PhaseSessionsDescriptionStatus
01Planning & CLAUDE.mdDONE
13Monorepo infrastructureDONE
27Core types & configDONE
33Tool systemDONE
47LLM modelsDONE
57Agent core (+HITL, +retry)TODO
68Runner & execution (+handlers, +background tasks)TODO
77Swarm / multi-agent (+parallel/serial groups, +nesting)TODO
813Context engine (+extended neurons, +artifact versioning)TODO
98Memory package (+summary, +orchestrator)TODO
104MCP integration (+server decorator)TODO
10.52Config-driven loading & skill registry (NEW)TODO
114Sandbox (+builder, +builtin tools)TODO
125Trace (+propagation, +prompt logger)TODO
135Evaluation (+LLM-as-Judge, +quality scorers)TODO
13.53Ralph Loop — iterative refinement (NEW)TODO
143A2A protocol (+remote agent, +task store)TODO
156CLITODO
164ServerTODO
175Training (+trajectory dataset)TODO
186Examples (quickstart)TODO
193Examples (multi-agent)TODO
206Examples (benchmarks)TODO
213Examples (advanced)TODO
224Cleanup & CITODO
Total~127

Key Rules

  1. No copy-paste-modify. Read old code for logic understanding, rewrite clean from scratch.
  2. ~100-150 lines new code per session. One small thing, done right.
  3. Every session ends with passing tests. No broken state between sessions.
  4. Async-first. Sync wrappers only at run.sync() entry point.
  5. Pydantic v2 only. No custom config classes.
  6. One registry. Not 8+ factories.
  7. Clean English. All docstrings, comments, error messages.
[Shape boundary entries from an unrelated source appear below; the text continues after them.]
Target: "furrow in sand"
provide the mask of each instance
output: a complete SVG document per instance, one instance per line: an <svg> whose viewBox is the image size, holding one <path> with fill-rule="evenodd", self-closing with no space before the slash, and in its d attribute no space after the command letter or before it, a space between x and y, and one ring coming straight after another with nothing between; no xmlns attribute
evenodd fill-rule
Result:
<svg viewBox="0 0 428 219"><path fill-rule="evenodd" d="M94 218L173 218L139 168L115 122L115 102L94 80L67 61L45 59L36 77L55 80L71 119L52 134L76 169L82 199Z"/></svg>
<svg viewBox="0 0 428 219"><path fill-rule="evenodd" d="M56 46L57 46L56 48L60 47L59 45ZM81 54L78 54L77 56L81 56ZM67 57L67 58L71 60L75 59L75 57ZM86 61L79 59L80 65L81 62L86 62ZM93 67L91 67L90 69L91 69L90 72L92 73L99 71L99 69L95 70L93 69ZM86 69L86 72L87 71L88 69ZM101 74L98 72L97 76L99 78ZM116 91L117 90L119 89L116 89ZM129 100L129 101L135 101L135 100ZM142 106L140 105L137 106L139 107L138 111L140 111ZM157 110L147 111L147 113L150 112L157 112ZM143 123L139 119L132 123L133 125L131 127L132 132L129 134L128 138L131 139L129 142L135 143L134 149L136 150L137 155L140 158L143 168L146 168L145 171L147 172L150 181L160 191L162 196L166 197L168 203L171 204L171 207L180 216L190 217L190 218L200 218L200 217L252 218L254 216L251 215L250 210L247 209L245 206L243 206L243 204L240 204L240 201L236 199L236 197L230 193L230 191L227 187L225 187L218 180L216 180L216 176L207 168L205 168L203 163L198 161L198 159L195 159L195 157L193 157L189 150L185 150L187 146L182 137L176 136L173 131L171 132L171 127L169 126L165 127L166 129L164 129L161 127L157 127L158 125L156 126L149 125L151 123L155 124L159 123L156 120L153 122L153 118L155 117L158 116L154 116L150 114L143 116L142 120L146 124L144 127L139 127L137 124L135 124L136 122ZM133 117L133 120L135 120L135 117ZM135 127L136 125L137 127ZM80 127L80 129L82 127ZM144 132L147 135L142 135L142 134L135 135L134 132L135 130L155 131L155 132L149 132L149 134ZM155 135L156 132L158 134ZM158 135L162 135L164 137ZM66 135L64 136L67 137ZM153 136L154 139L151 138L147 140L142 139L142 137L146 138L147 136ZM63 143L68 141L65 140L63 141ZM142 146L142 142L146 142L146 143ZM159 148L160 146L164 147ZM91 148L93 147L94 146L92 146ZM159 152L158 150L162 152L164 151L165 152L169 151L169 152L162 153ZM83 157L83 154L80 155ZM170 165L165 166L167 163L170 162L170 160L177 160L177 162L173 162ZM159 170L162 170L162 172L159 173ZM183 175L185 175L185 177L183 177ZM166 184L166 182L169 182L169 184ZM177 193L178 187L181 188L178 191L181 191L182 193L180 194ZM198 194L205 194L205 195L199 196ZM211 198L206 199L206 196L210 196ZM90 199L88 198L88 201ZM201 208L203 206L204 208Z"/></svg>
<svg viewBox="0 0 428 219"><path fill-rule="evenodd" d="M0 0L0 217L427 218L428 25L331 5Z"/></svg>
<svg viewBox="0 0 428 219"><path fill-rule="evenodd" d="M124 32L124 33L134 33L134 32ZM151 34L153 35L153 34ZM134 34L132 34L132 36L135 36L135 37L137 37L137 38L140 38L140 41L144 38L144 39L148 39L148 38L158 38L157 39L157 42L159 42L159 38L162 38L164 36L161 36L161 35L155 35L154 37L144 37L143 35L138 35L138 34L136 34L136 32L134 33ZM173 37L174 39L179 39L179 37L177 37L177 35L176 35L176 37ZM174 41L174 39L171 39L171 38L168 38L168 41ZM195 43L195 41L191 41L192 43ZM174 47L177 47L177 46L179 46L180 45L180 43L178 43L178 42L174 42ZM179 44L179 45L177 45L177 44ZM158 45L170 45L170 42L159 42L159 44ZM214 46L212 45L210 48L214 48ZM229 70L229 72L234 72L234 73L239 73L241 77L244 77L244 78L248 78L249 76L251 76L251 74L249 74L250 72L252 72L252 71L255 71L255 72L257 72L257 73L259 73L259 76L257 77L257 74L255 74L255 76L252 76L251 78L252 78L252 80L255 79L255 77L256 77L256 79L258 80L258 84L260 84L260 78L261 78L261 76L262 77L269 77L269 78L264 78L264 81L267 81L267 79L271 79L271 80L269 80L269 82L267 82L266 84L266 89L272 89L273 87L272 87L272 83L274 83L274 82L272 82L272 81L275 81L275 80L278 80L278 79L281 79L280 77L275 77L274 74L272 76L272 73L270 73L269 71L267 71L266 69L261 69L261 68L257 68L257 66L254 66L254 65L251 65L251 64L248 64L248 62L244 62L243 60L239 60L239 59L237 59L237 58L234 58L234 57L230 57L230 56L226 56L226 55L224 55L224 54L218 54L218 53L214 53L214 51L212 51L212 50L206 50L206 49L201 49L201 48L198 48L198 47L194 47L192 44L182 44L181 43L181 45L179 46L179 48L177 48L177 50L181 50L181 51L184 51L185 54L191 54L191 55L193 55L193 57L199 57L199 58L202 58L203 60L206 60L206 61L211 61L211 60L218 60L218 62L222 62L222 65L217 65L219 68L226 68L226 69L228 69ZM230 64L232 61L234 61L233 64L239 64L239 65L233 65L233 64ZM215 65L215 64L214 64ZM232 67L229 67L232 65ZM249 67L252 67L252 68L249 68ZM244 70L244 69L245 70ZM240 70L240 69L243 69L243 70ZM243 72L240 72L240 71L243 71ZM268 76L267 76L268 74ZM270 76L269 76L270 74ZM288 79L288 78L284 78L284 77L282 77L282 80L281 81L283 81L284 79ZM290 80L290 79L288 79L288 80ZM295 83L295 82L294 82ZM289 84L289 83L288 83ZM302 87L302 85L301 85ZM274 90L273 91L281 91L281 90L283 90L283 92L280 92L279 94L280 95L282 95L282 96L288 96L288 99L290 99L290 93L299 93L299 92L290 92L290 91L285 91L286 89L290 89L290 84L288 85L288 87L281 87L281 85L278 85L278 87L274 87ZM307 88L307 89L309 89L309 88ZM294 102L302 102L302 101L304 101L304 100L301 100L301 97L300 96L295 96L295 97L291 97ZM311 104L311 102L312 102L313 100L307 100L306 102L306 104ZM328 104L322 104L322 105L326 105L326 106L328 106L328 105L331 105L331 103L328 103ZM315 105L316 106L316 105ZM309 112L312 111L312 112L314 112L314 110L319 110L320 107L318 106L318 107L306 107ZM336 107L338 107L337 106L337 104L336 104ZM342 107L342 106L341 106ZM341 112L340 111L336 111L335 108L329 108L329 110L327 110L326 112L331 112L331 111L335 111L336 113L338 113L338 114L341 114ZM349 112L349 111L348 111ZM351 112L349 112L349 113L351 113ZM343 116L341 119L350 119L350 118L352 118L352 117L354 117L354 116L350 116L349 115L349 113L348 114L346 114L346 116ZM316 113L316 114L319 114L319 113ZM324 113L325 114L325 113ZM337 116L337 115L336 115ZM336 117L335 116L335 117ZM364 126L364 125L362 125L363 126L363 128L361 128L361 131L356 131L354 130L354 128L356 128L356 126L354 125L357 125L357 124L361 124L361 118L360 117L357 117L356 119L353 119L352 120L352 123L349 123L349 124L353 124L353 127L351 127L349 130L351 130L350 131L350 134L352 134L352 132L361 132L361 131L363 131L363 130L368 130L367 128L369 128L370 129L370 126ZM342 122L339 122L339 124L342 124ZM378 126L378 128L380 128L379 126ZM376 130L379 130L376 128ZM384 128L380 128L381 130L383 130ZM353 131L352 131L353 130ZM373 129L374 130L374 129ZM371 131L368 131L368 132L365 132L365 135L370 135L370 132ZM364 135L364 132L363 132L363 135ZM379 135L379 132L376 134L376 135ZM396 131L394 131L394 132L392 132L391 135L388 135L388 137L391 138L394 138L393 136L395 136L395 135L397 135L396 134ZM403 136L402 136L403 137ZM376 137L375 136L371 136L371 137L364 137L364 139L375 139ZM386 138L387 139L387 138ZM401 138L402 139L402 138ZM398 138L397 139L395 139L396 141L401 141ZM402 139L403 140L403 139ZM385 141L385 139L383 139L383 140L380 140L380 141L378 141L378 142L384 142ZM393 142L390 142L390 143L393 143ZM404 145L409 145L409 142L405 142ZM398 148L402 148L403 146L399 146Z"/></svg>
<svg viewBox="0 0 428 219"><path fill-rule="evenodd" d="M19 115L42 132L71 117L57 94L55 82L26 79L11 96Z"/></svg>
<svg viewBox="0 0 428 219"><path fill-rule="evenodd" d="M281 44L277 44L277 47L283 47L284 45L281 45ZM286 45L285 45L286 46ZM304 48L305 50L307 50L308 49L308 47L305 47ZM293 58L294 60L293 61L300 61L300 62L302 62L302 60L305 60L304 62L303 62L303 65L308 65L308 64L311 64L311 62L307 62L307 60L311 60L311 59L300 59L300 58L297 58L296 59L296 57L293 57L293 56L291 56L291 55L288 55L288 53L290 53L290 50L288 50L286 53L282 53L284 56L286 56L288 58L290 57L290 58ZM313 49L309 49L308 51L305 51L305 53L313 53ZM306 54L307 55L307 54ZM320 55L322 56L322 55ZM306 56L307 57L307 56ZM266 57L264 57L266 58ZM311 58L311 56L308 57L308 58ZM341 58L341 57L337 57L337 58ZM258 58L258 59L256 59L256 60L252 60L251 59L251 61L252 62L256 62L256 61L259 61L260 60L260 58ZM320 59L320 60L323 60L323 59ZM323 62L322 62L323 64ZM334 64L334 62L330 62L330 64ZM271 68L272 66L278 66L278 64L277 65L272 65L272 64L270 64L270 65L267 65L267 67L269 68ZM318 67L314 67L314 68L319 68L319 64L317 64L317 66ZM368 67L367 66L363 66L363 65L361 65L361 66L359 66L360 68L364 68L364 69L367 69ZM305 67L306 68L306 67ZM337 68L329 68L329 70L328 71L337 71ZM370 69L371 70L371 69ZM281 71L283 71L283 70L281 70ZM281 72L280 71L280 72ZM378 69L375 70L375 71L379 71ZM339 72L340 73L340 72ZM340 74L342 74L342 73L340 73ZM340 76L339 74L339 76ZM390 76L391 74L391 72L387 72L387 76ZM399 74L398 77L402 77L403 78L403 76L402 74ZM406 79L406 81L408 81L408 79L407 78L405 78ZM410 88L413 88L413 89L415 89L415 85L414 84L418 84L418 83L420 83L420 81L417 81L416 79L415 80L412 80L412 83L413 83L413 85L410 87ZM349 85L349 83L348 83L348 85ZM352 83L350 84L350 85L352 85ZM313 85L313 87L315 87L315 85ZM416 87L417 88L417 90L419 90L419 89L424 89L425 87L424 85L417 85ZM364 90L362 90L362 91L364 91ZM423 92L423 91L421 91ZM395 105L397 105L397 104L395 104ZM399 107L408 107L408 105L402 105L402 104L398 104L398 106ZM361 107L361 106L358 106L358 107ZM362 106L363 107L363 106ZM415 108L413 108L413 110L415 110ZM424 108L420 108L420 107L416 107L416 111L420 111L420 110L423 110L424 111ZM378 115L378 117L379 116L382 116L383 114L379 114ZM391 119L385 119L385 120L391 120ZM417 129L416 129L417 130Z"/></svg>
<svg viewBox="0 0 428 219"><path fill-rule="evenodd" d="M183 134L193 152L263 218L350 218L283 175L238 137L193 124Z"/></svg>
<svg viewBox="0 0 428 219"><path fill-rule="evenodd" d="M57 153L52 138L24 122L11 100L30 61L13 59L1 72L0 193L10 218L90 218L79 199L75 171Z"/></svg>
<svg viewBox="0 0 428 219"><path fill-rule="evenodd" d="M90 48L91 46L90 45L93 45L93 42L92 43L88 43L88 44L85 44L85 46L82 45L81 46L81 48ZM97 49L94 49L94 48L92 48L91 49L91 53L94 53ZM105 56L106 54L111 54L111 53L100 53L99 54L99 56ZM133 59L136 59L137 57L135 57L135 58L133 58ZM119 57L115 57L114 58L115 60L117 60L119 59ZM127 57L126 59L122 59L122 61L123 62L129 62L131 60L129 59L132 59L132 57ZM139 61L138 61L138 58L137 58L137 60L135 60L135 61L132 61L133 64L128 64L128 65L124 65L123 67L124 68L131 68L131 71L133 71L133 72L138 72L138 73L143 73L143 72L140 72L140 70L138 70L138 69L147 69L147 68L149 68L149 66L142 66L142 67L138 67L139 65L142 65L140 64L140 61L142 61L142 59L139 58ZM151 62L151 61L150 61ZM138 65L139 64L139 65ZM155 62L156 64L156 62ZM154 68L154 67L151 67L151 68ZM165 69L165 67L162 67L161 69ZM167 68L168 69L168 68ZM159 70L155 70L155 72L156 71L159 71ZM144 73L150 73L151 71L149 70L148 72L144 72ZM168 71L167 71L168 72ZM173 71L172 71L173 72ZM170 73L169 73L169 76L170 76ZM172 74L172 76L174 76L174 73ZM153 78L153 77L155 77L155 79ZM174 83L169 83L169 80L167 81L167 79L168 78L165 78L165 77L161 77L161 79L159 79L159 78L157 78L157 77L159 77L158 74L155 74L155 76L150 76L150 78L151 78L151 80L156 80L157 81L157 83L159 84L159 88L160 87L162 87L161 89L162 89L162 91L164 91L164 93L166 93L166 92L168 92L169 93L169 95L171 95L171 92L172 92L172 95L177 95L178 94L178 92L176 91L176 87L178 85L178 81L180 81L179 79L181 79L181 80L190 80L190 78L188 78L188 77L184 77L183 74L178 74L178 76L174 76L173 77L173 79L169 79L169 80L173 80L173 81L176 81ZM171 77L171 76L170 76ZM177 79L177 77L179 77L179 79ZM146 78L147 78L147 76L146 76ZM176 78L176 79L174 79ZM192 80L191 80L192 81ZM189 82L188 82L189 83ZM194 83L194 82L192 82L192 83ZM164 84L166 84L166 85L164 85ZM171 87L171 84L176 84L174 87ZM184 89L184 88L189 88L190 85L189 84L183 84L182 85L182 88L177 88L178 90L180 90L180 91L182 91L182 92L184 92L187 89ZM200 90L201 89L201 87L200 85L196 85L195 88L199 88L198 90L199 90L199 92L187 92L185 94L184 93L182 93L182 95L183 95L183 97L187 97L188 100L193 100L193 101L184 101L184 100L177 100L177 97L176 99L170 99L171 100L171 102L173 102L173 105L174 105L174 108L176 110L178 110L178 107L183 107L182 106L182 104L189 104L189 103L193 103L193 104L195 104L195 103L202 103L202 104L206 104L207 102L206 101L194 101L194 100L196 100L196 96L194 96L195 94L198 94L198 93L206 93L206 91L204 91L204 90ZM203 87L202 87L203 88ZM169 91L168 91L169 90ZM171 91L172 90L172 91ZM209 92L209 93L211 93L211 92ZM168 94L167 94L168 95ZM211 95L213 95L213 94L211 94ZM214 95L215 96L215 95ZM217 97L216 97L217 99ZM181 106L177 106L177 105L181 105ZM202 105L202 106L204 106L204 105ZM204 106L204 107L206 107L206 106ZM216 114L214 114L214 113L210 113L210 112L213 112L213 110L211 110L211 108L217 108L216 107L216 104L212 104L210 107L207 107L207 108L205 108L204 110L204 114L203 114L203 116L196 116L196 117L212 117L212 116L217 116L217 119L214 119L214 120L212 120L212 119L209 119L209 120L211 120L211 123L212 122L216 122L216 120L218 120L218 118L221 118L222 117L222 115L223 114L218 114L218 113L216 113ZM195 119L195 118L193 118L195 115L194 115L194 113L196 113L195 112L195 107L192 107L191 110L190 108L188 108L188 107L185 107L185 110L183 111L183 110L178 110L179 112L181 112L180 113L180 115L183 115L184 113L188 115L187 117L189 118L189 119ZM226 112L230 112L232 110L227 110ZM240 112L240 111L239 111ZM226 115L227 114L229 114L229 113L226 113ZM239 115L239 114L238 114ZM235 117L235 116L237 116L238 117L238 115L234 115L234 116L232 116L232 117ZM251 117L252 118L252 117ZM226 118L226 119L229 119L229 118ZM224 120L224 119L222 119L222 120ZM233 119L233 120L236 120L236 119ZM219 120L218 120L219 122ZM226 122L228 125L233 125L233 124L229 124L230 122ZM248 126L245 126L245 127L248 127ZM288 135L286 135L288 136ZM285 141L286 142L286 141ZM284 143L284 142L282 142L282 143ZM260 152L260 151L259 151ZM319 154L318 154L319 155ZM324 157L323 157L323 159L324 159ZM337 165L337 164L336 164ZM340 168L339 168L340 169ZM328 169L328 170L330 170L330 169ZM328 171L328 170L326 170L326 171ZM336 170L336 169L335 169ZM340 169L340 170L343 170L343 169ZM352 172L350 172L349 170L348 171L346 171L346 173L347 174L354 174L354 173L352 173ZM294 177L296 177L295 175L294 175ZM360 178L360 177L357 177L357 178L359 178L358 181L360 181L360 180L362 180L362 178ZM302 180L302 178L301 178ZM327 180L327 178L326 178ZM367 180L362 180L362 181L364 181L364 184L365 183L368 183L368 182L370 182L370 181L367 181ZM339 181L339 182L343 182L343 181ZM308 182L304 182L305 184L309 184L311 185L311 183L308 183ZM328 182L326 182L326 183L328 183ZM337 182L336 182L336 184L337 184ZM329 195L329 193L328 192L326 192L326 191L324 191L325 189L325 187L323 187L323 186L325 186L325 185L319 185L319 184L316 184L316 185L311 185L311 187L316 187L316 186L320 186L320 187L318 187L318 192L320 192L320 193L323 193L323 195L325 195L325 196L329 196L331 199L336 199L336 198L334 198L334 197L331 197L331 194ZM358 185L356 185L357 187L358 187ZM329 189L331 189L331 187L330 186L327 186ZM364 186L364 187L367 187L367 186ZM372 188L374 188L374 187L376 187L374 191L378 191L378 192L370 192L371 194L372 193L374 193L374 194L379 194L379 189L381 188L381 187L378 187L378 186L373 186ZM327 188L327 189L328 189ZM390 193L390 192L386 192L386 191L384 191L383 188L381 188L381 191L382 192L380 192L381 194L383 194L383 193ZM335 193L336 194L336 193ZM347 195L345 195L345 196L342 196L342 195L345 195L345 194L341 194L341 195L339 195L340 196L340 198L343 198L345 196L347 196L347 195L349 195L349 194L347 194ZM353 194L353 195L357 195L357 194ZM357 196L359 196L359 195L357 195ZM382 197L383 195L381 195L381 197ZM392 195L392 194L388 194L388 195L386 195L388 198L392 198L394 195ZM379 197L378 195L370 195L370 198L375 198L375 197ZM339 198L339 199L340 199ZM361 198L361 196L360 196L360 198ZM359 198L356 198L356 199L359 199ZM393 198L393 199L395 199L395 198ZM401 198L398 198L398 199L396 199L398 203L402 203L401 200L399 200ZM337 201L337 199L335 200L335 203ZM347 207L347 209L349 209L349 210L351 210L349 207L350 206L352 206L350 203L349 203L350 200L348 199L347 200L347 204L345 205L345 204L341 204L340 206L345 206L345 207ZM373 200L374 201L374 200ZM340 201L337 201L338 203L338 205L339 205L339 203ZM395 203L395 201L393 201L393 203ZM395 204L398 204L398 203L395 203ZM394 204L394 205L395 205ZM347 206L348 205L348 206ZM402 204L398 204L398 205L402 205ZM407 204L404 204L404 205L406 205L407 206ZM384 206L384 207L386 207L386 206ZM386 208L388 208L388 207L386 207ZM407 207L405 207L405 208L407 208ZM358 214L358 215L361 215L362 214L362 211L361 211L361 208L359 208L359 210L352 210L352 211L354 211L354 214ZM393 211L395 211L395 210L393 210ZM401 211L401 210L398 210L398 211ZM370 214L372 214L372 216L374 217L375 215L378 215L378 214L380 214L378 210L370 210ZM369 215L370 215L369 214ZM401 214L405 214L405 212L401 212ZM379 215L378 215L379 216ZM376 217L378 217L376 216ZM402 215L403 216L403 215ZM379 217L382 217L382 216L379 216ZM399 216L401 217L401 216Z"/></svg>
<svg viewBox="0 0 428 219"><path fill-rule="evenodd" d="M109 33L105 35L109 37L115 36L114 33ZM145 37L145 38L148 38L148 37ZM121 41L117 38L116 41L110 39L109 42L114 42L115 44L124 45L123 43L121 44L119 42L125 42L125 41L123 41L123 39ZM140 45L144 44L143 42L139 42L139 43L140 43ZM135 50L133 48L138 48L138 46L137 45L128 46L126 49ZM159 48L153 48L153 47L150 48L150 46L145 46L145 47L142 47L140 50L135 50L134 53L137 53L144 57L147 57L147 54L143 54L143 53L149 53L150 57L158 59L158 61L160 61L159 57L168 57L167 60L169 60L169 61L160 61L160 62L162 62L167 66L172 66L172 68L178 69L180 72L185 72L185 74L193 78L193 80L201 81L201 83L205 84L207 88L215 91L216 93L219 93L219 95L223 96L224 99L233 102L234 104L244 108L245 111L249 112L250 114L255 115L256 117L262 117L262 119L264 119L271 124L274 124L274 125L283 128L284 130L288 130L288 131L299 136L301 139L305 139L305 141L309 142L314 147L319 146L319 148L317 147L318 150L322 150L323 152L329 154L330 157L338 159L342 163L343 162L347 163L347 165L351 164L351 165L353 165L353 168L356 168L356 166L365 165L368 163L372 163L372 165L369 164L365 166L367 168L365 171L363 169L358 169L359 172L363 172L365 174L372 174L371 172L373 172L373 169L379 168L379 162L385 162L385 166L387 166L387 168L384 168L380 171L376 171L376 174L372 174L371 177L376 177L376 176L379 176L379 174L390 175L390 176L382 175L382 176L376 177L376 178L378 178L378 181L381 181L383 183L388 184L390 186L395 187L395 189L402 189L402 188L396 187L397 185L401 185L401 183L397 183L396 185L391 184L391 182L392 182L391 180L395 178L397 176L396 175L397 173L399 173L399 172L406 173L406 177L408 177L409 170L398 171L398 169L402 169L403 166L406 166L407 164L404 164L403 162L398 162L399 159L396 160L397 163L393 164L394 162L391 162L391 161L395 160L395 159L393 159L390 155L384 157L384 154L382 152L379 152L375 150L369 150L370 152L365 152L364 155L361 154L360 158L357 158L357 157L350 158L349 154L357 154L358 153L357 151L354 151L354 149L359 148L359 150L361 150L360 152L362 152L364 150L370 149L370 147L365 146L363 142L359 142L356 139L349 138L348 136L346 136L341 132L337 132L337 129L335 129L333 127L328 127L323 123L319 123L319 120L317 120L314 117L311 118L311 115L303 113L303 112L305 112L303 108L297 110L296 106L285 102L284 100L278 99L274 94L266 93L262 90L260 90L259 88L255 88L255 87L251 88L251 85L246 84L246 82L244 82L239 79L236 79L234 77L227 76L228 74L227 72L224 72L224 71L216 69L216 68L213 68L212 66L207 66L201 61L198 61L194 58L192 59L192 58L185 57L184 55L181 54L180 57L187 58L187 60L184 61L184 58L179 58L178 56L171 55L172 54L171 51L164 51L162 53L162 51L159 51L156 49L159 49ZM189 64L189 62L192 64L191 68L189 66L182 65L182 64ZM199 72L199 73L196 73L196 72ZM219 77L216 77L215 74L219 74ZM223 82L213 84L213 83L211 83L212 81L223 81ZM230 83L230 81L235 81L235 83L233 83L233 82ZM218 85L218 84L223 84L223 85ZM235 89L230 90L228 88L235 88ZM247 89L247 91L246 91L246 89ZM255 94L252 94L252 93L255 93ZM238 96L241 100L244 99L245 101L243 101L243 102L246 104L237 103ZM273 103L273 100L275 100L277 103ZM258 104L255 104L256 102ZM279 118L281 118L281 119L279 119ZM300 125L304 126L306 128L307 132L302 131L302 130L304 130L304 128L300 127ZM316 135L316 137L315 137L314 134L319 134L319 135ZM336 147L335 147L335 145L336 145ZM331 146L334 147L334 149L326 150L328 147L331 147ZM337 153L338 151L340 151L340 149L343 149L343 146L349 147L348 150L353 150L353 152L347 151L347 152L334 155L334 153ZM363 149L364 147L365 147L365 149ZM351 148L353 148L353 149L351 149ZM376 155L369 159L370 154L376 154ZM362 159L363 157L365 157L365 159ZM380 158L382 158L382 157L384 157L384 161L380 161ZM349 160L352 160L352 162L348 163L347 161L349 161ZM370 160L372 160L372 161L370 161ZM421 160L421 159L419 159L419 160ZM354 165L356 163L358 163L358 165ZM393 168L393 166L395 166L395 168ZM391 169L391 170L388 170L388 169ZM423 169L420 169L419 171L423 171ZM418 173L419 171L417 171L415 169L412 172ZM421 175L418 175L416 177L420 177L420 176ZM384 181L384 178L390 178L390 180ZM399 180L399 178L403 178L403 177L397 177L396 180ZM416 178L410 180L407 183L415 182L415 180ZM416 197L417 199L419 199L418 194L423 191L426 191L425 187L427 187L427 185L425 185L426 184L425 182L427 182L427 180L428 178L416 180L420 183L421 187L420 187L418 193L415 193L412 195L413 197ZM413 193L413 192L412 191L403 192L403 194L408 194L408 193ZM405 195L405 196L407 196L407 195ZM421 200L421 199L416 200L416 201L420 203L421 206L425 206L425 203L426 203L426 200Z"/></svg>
Reference: Source Files by Session

New ModuleReference Source (old/)Complexity
orbiter/types.pycore/event/base.py, core/common.pyMedium
orbiter/config.pyconfig/conf.pyMedium
orbiter/registry.pycore/factory.pyLow
orbiter/events.pyevents/inmemory.pyLow
orbiter/hooks.pyrunners/hook/Medium
orbiter/tool.pycore/tool/base.py, tools/function_tools.pyHigh
orbiter/human.pytools/human/human.py, runners/handler/human.pyMedium
orbiter/agent.pyagents/llm_agent.py, core/agent/base.py, core/agent/agent_desc.pyVery High
orbiter/runner.pyrunner.py, runners/call_driven_runner.pyVery High
orbiter/_internal/handlers.pyrunners/handler/ (10 handlers, ~2,400 LOC)Very High
orbiter/_internal/background.pyrunners/handler/background_task.pyHigh
orbiter/_internal/state.pyrunners/state_manager.pyHigh
orbiter/swarm.pycore/agent/swarm.pyVery High
orbiter/_internal/agent_group.pyagents/parallel_llm_agent.py, agents/serial_llm_agent.pyHigh
orbiter/_internal/nested.pyagents/task_llm_agent.pyMedium
orbiter/loader.pyconfig/agent_loader.py, config/task_loader.pyHigh
orbiter/skills.pyutils/skill_loader.pyHigh
orbiter/models/models/High
orbiter/context/core/context/amni/, core/context/prompts/Very High
orbiter/memory/memory/High
orbiter/memory/summary.pymemory/main.py (summary logic)High
orbiter/memory/long_term.pymemory/longterm/High
orbiter/mcp/mcp_client/, tools/mcp_tool/High
orbiter/sandbox/sandbox/Medium-High
orbiter/trace/trace/, logs/, metrics/High
orbiter/eval/evaluations/High
orbiter/eval/ralph/ralph_loop/High
orbiter/a2a/experimental/a2a/Medium-High
orbiter-cliaworld-cli/Very High
orbiter-servercmd/web/Medium
orbiter-traintrain/, dataset/High

Implementation Notes

Namespace Packages

The orbiter namespace is shared across multiple packages using pkgutil.extend_path() in orbiter-core’s __init__.py. This allows orbiter.models, orbiter.memory, etc. to be provided by separate installable packages while sharing the orbiter top-level namespace.

Meta-Package

The orbiter meta-package (in packages/orbiter/) installs all sub-packages. It uses a dummy _orbiter_meta package for hatchling build compatibility since it has no source code of its own.